Now what?

So the confluence  of a number of factors has created a something of a gap in my life. The factors are as follows:

Due to being sick when I had otherwise planned to update my resume and apply for a full-time job at my workplace, I missed out on that particular opportunity (I have reason to believe that I would have been in the running for the position, had I applied for it).  Although I can likely make enough money working casually to pay my rent and meet my basic needs, it’s highly unlikely that I’ll earn enough money any time soon to do that and save up the tuition I need for my remaining classes.  Consequently, I seem to have a bit of time on my hands, and I won’t be filling that time up with academic work in the foreseeable future.

So, given that:

  • I’m not working full-time
  • I seem to be able to keep the bills paid at the moment, so I don’t need to go looking for another part-time job (not yet, anyways)
  • I won’t have academic work to worry about (for the first time in too many years),
  • …and there’s a really good chance that even the cat would appreciate it if I got a life, or a hobby, or both, so she could watch the traffic outside in peace

I’ve started to consider the idea that now might be as good of a time as any to develop my “hobbies”.  I’m even entertaining the wild thought of getting into my “arts” (dancing, music, creative writing, visual arts, photography, and experimental programming) and/or teaching yoga more seriously. No shit!
I’m also kind of hoping that when I explore any of the aforementioned options, I might even stumble upon a vocation that makes me happier than academia evidently did (indulging my intellectual ambitions while simultaneously reaching the limits of my sanity and living like a pauper wasn’t nearly as fun – or fulfilling – as comic books and movies made it seem; it turns out Maslow and Marx might have been onto something, while Plato gave me false hope).

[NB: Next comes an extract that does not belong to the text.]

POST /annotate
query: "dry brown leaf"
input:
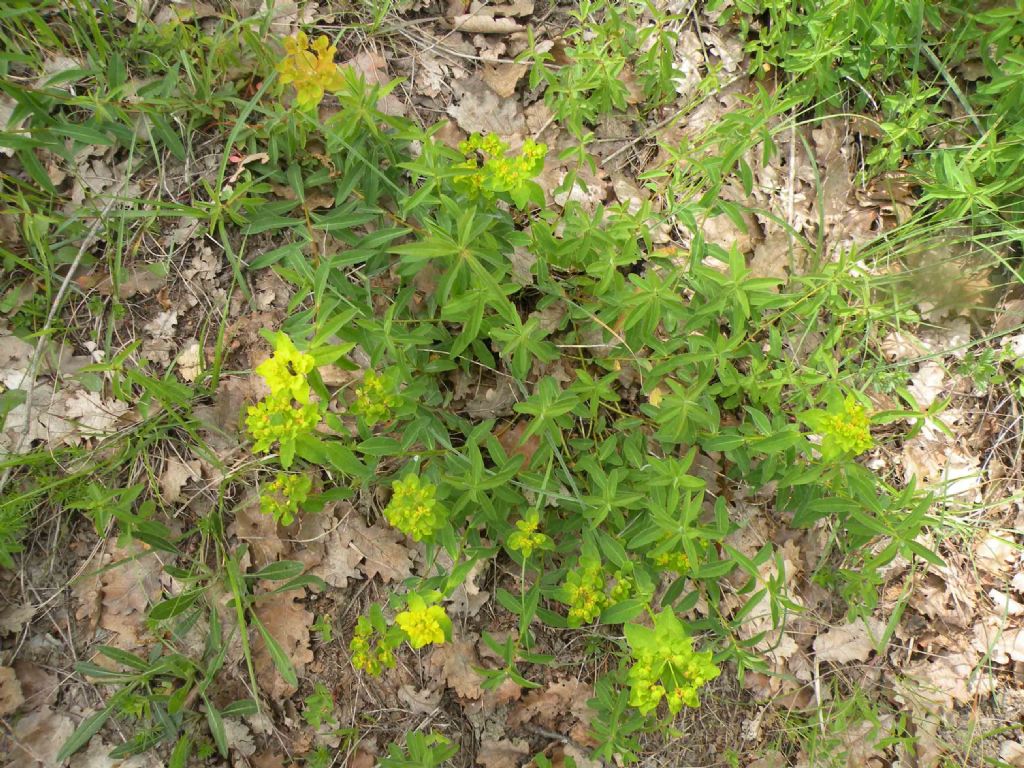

So it turns out that when I grow up, I want to be an artist/yoga teacher. I get the last laugh, government/society; you’re never getting your money/investment back, nor will I ever be a role-model for poor kids everywhere that you can “beat the system” while working within it (although I’ll be damned if I don’t teach the economically/socially disadvantaged kids – many of whom also have psychological problems and struggle with addictions – with whom I work in my day job  everything I know about how to survive in it, as a person in the margins).

Once a jaded punk, always a jaded punk, it seems.